Physics will help you to build up your problem solving, research, and analytical skills. With these skills you will be able to test out new ideas plus question and investigate other people’s theories, which is useful for any kind of job that involves research or debate. From space exploration to video game design, studying physics can lead to many exciting careers. You will find physicists everywhere, in industry, transport, government, universities, the armed forces, secret service, games companies, research labs and more.
Physics at St Mary’s follows the OCR specification and covers the following content:
Module 1- Development of practical skills in Physics: skills of planning, implementing, analysis and evaluation.
Module 2- Foundations of Physics: physical quantities and units, scalars and vectors.
Module 3- Forces and motion: motion, forces, work, energy and power, materials, Newton’s laws of motion and momentum.
Module 4- Electrons, waves and photons: charge and current, energy, power and resistance, electrical circuits, waves and quantum physics.
Module 5- Newtonian World and Astrophysics: thermal physics, circular motion, oscillations, gravitational fields, astrophysics.
Module 6- Particles and medical physics: capacitors, electric fields, electromagnetism, nuclear and particle physics, medical imaging
For AS Physics, the content is assessed by 2 exams of modules 1-4, each worth 50% of the AS Physics grade. The AS qualification does not count towards the full GCE A-Level but can be taken as a separate qualification. For A-Level Physics, the content is assessed by 3 exams of different weightings. These exams are taken at the end of Year 13 and cover all modules 1-6. For AS and A-Level Physics there is no coursework. However, there is a practical endorsement which must be completed separately.
“Learn from yesterday, live for today, hope for tomorrow. The important thing is to not stop questioning.” Albert Einstein.
For students who wish to continue on a Science route but different to the more formal structure of examination based assessments, the BTEC Level 3 Applied Science can be a fantastic route. BTECs embody a fundamentally learner-centred approach to the curriculum, with a flexible, unit based structure and knowledge applied to project-based assessments. They focus on the holistic development of the practical, interpersonal and thinking skills required to be able to succeed in employment and higher education.
BTECs are an established and highly successful alternative to general qualifications, suitable for a wide range of learners. As work-related qualifications, they are designed to accommodate the needs of employers as well as allowing progression to university. By nature BTECs provide a more practical, real-world approach to learning alongside a theoretical background, giving learners the knowledge, understanding and skills that they need to prepare for employment.
At St Mary’s we offer the BTEC National Extended certificate in Applied Science which is equivalent to one A-Level qualification.
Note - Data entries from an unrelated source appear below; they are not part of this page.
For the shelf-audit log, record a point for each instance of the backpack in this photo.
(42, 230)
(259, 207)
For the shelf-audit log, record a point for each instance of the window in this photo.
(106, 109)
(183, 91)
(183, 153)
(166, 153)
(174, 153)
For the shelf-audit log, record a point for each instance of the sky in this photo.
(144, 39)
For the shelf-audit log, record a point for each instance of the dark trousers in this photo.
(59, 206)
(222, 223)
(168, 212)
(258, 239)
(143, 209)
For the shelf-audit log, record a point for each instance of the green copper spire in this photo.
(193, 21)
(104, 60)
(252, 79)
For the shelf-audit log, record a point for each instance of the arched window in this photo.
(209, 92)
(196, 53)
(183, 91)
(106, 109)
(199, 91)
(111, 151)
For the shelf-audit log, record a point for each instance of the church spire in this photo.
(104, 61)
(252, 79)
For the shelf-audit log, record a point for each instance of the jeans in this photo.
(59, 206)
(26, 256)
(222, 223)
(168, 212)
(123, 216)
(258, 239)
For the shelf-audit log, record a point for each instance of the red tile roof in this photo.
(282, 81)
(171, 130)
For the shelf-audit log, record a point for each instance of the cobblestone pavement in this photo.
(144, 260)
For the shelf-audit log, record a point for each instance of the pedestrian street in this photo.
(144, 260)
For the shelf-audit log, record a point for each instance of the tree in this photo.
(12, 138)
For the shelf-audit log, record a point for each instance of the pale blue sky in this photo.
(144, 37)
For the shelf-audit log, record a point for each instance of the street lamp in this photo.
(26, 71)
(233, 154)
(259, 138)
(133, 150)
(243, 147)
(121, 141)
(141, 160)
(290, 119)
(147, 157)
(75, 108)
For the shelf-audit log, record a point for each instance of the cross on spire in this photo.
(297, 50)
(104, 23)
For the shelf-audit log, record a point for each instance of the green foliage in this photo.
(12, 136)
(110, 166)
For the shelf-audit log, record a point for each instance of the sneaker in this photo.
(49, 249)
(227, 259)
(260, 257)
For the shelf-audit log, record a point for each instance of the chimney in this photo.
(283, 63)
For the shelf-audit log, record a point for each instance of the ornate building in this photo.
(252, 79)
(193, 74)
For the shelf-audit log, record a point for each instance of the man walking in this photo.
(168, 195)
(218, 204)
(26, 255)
This included the following units:
The assignment based units are based within an interesting vocational scenario so that learning can be applied to the real world of work. Students are required to combine their knowledge, understanding and skills acquired in lessons and apply them to the assignments. The evidence for the assessments within the assignments can include a variety of formats: recorded discussions; log books and diaries; presentations; brochures, leaflets, posters and promotional materials, and written investigations etc.